Abstract

This thesis describes the application of Low Coherence Interferometry (LCI) and Optical Coherence Tomography (OCT) in paper measurements. The developed measurement system is a combination of a profilometer and a tomographic imaging device, which makes the construction versatile and applicable in several paper measurement applications. The developed system was first used to measure the surface structure of paper.

Different grades of paper were selected to provide maximum variation in surface structure. The results show that the developed system is capable of measuring grades of paper from rough base paper to highly coated photo printing paper.

To evaluate the developed system in surface characterization, the roughness parameters of five laboratory-made paper samples measured with the developed system and with a commercial optical profilometer were compared. A linear correlation was found with roughness parameters R_a and R_q.

Next, the surface quality of paper was evaluated using LCI, a Diffractive Optical Element Based Glossmeter (DOG), and a commercial glossmeter. The results show linear correlation between R_a and gloss measured with the commercial glossmeter. The roughness R_a and averaged gloss measured with the DOG didn't give such a correlation, but a combination of these techniques provided local properties of gloss and surface structure, which can be used to evaluate the local surface properties of paper.

In the next study, determination of the filler content of paper using OCT is discussed. The measurement results show clear correspondence of the slope of the averaged logarithmic fringe signal envelope and the filler content.

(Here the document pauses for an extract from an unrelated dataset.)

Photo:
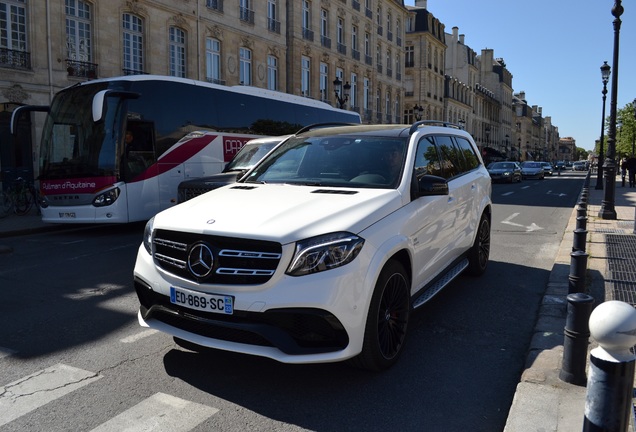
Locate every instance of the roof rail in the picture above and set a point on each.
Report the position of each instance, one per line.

The last studies focus on 2D and 3D imaging of paper using OCT and begin with imaging of a self-made wood fiber network. The visibility of the fibers was clear. Next, several refractive index matcing agents are studied by means of light transmittance and OCT measurements to find the best possible agent for enhancing the imaging depth of OCT in paper. Benzyl alcohol was found to have the best possible combination of optical, evaporation, and sorption characteristics, and it is applied in 2D and 3D visualizations of copy paper.